The designers have managed to echo the early 20th century ambiance in the restaurant, with exposed ceiling joists, wide-planked wooden floors, a hammered tin ceiling, and walls hung with "found" personal belongings of period photos, books, and children's toys, all of which makes this a cozy place to dine. The lighting could be a bit brighter and tablecloths would add measurably to the warmth of the room. When I ate there, canned music–a "staff mix”–threatened to pump up the decibel level, but they were nice enough to turn down the volume.
Chef Neil Ferguson, a year ago the first chef at Gordon Ramsay at The London, has created a well balanced, aptly sized menu of updated classic European, British and American dishes, and director-and-sommelier Glen Vogt–one of the most experienced professionals in New York–has crafted a 100-plus label of wines to go well with Ferguson's food, with a focus on small production vineyards from around the world, like Du Lot Soave Superiore, 2005 ($50), Ayres Willamette Valley Pinot Noir, 2005 ($66), and Numanthia Tinto de Toro, 2005 ($130). More wines under $40 a bottle would be even nicer.
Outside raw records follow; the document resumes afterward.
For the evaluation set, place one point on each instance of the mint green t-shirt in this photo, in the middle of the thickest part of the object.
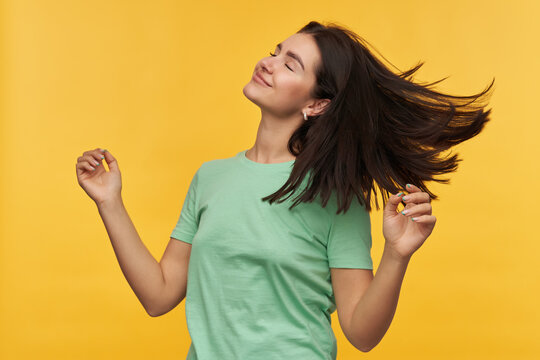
(259, 282)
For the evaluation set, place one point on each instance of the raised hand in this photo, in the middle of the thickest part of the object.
(405, 233)
(101, 185)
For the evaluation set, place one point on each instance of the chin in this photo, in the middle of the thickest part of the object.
(250, 94)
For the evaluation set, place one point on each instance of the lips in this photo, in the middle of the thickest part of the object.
(258, 74)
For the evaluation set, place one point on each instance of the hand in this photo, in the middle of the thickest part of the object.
(403, 236)
(99, 184)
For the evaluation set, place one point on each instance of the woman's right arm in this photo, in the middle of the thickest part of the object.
(158, 286)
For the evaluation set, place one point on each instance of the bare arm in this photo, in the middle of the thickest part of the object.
(373, 314)
(158, 286)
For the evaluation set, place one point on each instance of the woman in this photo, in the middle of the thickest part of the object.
(266, 272)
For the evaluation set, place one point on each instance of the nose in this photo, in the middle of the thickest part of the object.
(266, 65)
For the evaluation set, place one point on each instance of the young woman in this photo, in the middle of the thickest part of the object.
(266, 271)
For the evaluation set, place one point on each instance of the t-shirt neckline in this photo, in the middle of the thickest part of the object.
(287, 165)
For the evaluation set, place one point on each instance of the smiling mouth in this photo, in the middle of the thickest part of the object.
(258, 77)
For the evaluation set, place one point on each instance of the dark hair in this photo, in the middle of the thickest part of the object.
(379, 126)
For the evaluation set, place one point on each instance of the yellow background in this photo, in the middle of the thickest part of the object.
(159, 84)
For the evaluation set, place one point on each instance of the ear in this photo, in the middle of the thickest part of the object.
(318, 107)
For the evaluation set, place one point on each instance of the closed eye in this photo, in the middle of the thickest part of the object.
(288, 67)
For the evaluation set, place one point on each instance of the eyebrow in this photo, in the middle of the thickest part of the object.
(293, 55)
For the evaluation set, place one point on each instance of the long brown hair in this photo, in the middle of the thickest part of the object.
(379, 126)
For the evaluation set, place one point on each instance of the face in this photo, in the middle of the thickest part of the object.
(290, 74)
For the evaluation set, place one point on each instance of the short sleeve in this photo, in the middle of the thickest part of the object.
(349, 240)
(188, 222)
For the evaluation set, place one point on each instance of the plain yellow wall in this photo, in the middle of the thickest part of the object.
(159, 84)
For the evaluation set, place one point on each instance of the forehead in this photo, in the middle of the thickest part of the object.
(305, 46)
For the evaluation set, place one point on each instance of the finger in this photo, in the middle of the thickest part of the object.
(393, 202)
(83, 166)
(425, 219)
(111, 161)
(97, 154)
(417, 210)
(416, 197)
(91, 161)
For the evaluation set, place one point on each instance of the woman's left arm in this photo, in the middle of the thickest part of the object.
(404, 234)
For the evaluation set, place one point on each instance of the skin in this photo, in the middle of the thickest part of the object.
(282, 105)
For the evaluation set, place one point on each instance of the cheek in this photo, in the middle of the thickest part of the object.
(291, 87)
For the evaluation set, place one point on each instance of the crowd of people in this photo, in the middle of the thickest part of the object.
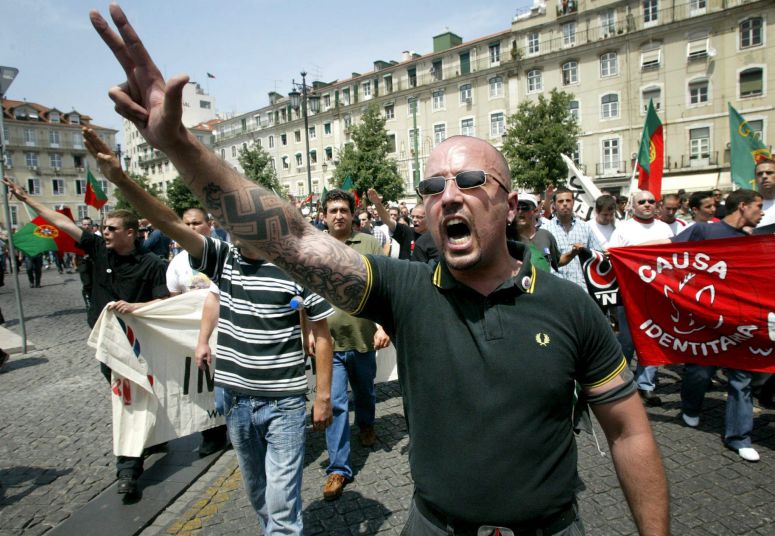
(502, 303)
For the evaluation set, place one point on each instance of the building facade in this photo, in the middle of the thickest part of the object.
(45, 154)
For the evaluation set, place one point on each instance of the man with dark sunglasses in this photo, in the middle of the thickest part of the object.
(642, 227)
(488, 347)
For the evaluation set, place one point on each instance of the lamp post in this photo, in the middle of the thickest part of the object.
(7, 75)
(307, 101)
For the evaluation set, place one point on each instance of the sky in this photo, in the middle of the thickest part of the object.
(252, 47)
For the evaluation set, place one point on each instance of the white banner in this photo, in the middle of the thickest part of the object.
(158, 393)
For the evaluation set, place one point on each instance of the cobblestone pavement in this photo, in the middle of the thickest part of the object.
(55, 452)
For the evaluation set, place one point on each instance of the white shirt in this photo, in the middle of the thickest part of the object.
(632, 232)
(182, 278)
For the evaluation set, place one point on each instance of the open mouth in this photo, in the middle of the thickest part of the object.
(458, 232)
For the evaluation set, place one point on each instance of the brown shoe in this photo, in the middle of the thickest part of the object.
(367, 436)
(334, 486)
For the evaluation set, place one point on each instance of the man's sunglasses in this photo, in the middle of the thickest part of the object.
(465, 180)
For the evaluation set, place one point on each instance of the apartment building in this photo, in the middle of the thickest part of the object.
(691, 57)
(45, 153)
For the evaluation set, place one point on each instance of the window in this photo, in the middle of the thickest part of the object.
(33, 186)
(391, 143)
(497, 124)
(651, 56)
(652, 93)
(569, 34)
(610, 155)
(438, 99)
(609, 64)
(495, 53)
(573, 109)
(467, 127)
(436, 70)
(699, 145)
(439, 133)
(751, 32)
(496, 87)
(751, 82)
(534, 82)
(58, 186)
(533, 46)
(570, 73)
(608, 22)
(697, 7)
(465, 63)
(698, 92)
(650, 11)
(466, 93)
(31, 159)
(609, 106)
(697, 47)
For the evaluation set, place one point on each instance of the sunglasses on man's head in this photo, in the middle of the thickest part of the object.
(465, 180)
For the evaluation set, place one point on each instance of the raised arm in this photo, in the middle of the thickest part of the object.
(256, 216)
(160, 215)
(50, 215)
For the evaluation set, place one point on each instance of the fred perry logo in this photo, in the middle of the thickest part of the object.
(542, 339)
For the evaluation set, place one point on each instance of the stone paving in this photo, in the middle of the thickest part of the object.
(55, 452)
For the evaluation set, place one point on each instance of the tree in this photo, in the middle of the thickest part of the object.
(536, 136)
(145, 184)
(257, 164)
(366, 158)
(180, 198)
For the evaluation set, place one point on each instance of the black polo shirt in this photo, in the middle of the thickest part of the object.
(135, 278)
(488, 383)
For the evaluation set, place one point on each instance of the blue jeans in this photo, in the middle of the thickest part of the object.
(268, 437)
(738, 423)
(360, 369)
(645, 377)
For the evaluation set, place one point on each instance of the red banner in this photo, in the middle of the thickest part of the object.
(709, 302)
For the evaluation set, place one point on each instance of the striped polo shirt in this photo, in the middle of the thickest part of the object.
(259, 349)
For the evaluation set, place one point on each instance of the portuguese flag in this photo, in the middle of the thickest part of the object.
(651, 156)
(94, 197)
(39, 236)
(747, 149)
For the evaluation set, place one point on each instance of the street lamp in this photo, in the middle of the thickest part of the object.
(7, 75)
(307, 101)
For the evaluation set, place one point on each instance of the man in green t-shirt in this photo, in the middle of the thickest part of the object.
(355, 343)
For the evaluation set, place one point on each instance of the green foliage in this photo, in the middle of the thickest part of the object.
(145, 184)
(536, 136)
(366, 158)
(180, 198)
(257, 164)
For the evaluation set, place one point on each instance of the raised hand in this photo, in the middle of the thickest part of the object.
(151, 104)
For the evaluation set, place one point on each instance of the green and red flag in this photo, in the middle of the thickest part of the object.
(651, 156)
(94, 197)
(39, 236)
(746, 148)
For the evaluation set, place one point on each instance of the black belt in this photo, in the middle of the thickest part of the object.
(546, 526)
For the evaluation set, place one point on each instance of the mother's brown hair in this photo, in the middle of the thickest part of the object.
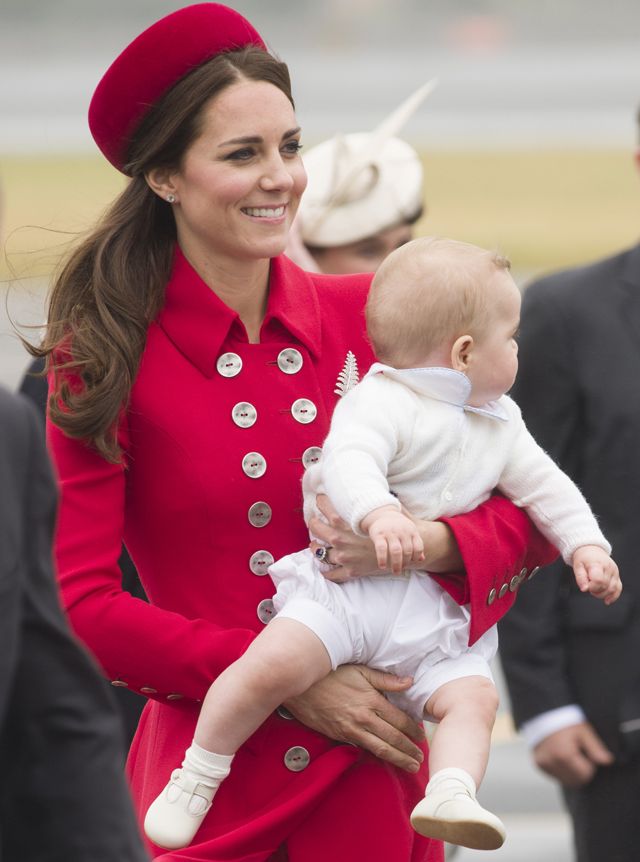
(112, 286)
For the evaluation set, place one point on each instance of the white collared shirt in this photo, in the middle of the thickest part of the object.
(408, 436)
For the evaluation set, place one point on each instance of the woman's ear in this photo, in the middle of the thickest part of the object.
(160, 181)
(461, 353)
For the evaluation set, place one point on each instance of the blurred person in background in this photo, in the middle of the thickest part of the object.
(571, 667)
(194, 371)
(364, 195)
(34, 386)
(63, 794)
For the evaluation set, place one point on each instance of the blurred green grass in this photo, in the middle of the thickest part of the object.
(544, 208)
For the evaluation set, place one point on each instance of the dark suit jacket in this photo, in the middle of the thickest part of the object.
(579, 390)
(63, 794)
(130, 703)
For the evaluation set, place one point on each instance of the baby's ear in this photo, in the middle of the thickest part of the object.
(461, 351)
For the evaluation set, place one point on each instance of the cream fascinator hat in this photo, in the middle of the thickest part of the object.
(362, 183)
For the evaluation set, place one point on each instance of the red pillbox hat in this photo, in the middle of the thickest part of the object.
(154, 62)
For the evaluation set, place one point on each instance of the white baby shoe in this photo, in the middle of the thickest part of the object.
(175, 815)
(450, 812)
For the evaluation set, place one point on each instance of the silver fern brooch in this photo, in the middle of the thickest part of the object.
(348, 377)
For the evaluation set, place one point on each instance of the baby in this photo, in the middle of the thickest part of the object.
(428, 431)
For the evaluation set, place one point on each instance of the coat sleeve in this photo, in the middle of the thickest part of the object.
(501, 550)
(181, 656)
(532, 647)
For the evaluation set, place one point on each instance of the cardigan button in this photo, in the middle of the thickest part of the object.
(260, 561)
(304, 411)
(297, 758)
(244, 414)
(229, 364)
(259, 514)
(311, 456)
(290, 360)
(254, 465)
(265, 611)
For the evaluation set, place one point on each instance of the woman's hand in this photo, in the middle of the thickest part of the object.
(354, 556)
(347, 706)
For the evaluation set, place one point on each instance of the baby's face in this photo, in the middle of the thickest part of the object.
(494, 361)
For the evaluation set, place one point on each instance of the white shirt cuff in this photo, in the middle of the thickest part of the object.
(543, 725)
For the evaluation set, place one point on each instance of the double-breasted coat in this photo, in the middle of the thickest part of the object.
(216, 437)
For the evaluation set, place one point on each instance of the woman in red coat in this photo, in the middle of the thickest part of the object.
(194, 371)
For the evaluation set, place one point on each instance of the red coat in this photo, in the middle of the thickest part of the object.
(214, 437)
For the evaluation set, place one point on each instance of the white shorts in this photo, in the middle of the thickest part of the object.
(408, 626)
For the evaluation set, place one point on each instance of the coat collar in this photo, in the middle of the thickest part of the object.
(442, 384)
(199, 323)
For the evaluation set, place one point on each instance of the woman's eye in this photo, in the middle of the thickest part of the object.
(240, 155)
(292, 147)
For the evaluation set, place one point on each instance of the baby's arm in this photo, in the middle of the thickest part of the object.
(532, 479)
(396, 538)
(596, 573)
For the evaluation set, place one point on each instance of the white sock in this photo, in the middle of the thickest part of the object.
(451, 777)
(206, 767)
(202, 767)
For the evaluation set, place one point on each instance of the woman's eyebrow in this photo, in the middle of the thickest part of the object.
(256, 139)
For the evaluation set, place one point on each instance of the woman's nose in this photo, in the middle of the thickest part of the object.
(276, 175)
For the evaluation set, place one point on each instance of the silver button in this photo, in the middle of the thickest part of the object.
(297, 758)
(229, 364)
(283, 712)
(265, 611)
(260, 562)
(244, 414)
(259, 514)
(304, 411)
(290, 360)
(254, 465)
(311, 456)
Ferguson has an impressive pedigree in kitchens like Claridge's, Pied-à-Terre, The Square, The Connaught, and Aubergine in London before taking over Gordon Ramsay's New York operation, from which Ferguson was ousted when the restaurant failed to win four stars from The New York Times–not that Ramsay chose to spend much time in the kitchen, busy as he was reaming inept cooks on his Las Vegas TV show. Ferguson and Vogt also run a splendid Hudson Valley restaurant called Monteverde at Old Stone Manor, whose location 50 miles away means the two of them have to put a lot of mileage on their cars and strain on their time. I'd check to see if they're going to be at Allen & Delancey (A&D) before you go.
A&D has been packed since opening last fall, so the well-meaning service staff can become harried. You have to ask for bread and butter, and by all means do: it is terrific, and it goes very well with an impeccably made terrine of guinea hen with smoked ham knuckle, foie gras and beets–a truly wonderful melding of flavors. Sea scallops come with a celery cream, braised sweet baby onions and verjus, and I recommend the crisply cooked red mullet with a hazelnut crust. A raviolo came with a stuffing of delicious sweetbreads with bolognese sauce, parslied carrots and Savoy cabbage–a little complex but quite good.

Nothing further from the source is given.